I beat back the darkness with counting gifts. I hacked my path through brokenness by remembering the goodness of God as I walked the half-mile path around my neighborhood through the winter. Praying. Wondering why eternity felt so far away. When the wounds of the whole world felt like a ripping, it was thanking God stitched me back together.
In my aloneness last year, I learned “you alone.”
You alone fulfill me. You alone comfort me. You alone give me strength. You alone give me joy. You alone are good. You alone are any good in me. Your presence alone is joy. You alone take me through the long nights of chest pain and fluttering beats.
I wrote plenty about it. The depth of the joy I felt and the depth of brokenness that I felt. I needed God every day. Every night. I needed His presence.
God has gradually repaired my joy the last 7 months in many significant steps. Now my days are full of joy. I’ve tossed around in my mind lately how not to lose God in it. How to still know my need for God in my joy.
Here’s what God has been teaching me.
-In good times, counting gifts is even more important because it keeps me focused on the giver. It reminds me that every. single. good and gracious gift is from above.
-In good times, I know my need by knowing my sin.

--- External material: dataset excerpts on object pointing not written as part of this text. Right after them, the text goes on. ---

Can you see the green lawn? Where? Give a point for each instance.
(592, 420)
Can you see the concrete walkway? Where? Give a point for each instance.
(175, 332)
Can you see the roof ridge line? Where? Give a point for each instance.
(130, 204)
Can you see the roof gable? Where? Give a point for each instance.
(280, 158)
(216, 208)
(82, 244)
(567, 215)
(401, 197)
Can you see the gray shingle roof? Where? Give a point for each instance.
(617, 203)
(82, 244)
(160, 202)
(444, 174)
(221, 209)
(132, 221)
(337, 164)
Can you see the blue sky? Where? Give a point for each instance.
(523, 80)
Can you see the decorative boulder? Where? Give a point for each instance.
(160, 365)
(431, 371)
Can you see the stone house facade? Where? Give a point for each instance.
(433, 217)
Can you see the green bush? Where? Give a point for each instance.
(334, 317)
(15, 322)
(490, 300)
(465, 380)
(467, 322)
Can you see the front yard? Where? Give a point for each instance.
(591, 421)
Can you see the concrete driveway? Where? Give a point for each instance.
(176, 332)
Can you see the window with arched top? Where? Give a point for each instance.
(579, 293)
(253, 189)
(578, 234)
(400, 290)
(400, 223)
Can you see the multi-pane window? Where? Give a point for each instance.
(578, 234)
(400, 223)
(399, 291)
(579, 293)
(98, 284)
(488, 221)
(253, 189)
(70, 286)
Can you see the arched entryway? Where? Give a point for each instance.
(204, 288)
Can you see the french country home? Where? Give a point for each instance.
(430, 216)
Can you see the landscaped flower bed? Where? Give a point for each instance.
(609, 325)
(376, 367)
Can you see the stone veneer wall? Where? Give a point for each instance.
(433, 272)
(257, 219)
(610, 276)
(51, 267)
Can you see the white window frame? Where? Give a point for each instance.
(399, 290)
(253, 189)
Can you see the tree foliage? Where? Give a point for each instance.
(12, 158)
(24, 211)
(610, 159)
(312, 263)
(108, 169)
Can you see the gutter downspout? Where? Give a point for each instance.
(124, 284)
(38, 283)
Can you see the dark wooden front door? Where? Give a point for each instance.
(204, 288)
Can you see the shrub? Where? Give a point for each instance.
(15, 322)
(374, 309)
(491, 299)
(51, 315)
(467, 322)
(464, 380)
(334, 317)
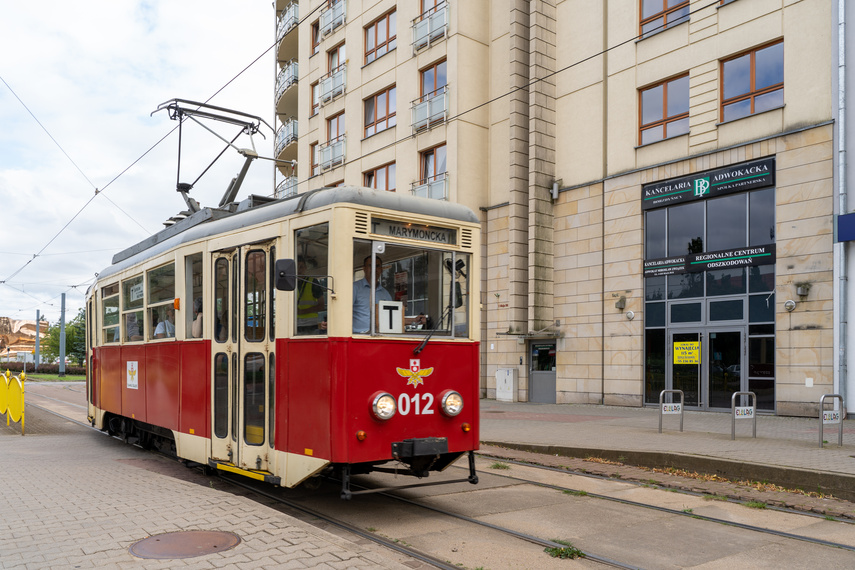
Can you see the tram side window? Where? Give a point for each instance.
(221, 300)
(420, 290)
(193, 294)
(255, 290)
(161, 302)
(110, 313)
(312, 252)
(132, 309)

Don’t stop knowing and repenting.
-In good times, have the extra dose of strength to pray for the brokenness that others are experiencing.
-When God talks about the feast, he’s not talking about abundance or joyful emotion or comfort in this world. He’s talking about the blood and I still need the blood in my joy. That’s the seat at the table. That’s the joy. The feast is all about the body and blood, not the side-dishes. I need to not let the taste of the side-dishes distract me from the real feast.

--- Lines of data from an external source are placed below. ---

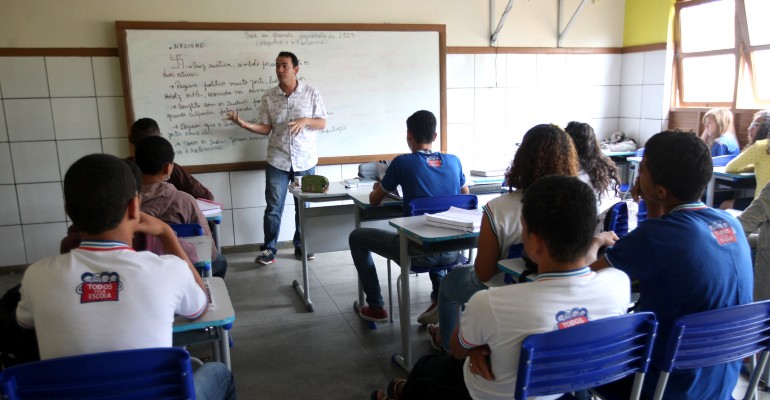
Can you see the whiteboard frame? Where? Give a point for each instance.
(123, 26)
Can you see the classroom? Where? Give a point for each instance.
(63, 95)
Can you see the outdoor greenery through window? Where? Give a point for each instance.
(723, 53)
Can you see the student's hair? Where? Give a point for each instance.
(97, 189)
(294, 59)
(764, 127)
(723, 118)
(142, 128)
(152, 154)
(680, 162)
(545, 150)
(422, 124)
(562, 211)
(601, 171)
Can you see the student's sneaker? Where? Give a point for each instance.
(373, 314)
(265, 258)
(298, 254)
(429, 316)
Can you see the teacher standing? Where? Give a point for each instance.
(290, 113)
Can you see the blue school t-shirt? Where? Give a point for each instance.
(692, 259)
(423, 174)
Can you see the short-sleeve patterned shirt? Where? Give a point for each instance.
(277, 109)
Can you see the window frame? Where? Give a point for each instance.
(745, 84)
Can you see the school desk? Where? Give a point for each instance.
(214, 326)
(417, 239)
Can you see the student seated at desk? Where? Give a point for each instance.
(756, 157)
(421, 173)
(155, 157)
(719, 133)
(596, 169)
(104, 296)
(545, 150)
(755, 218)
(140, 129)
(687, 257)
(558, 219)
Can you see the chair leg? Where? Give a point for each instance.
(390, 294)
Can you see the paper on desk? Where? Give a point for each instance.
(209, 207)
(456, 218)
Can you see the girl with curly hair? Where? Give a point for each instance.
(545, 150)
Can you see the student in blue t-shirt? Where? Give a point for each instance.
(687, 257)
(421, 173)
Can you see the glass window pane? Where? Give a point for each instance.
(757, 12)
(709, 26)
(709, 79)
(761, 64)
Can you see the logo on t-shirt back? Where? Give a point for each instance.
(434, 161)
(103, 286)
(571, 317)
(723, 232)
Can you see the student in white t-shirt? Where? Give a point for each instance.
(558, 219)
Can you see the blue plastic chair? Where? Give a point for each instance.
(586, 356)
(721, 161)
(717, 337)
(193, 230)
(432, 205)
(155, 373)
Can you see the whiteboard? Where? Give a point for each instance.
(187, 76)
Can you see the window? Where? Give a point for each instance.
(723, 53)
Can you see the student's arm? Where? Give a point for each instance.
(747, 158)
(377, 194)
(150, 225)
(261, 129)
(757, 213)
(488, 252)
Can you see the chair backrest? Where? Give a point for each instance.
(586, 356)
(617, 219)
(641, 213)
(195, 245)
(716, 337)
(434, 204)
(129, 374)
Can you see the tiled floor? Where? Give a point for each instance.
(283, 352)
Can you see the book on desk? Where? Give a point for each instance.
(456, 218)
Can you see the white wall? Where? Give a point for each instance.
(56, 109)
(90, 23)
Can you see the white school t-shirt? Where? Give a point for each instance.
(502, 317)
(104, 296)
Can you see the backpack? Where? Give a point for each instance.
(17, 345)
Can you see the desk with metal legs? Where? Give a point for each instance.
(323, 229)
(214, 326)
(419, 239)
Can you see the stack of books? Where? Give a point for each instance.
(456, 218)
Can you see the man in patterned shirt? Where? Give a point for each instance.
(289, 113)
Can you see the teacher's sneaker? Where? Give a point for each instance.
(429, 316)
(373, 314)
(267, 257)
(298, 254)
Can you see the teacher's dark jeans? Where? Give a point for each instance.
(276, 183)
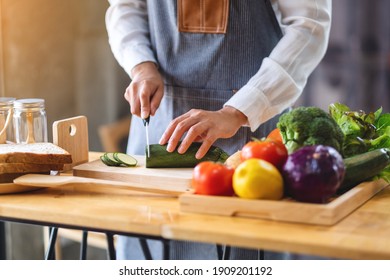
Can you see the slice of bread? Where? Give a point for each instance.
(28, 167)
(9, 177)
(36, 153)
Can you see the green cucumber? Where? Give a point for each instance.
(118, 159)
(161, 158)
(110, 160)
(125, 159)
(363, 167)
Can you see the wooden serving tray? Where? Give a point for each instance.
(284, 210)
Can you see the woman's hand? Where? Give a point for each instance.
(202, 126)
(145, 91)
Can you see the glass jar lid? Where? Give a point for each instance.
(6, 101)
(29, 103)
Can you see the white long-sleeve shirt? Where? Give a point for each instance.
(283, 74)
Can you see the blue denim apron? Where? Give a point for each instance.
(202, 71)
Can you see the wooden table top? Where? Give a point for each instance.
(364, 234)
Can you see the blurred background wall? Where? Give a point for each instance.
(356, 67)
(58, 50)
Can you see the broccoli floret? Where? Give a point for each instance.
(303, 126)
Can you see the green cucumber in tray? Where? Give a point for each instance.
(118, 159)
(161, 158)
(363, 167)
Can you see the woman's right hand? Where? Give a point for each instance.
(145, 91)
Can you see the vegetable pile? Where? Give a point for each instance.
(311, 156)
(304, 126)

-The joy of His presence is still my strength. Soak in His presence daily. Thank Him for joy.
-The joy gives me a greater margin of emotional energy to serve. There was that hard thing that I didn’t have the emotional reserves for. God has been prompting me to consider that now is the time. That there’s a purpose for joy, just like there was with pain. Now’s the time to take the land. He wants me to take the land with my pen. With my obedience…To know my need for Him in this new way.
I’m sure more lessons will come, but I’m grateful for this start.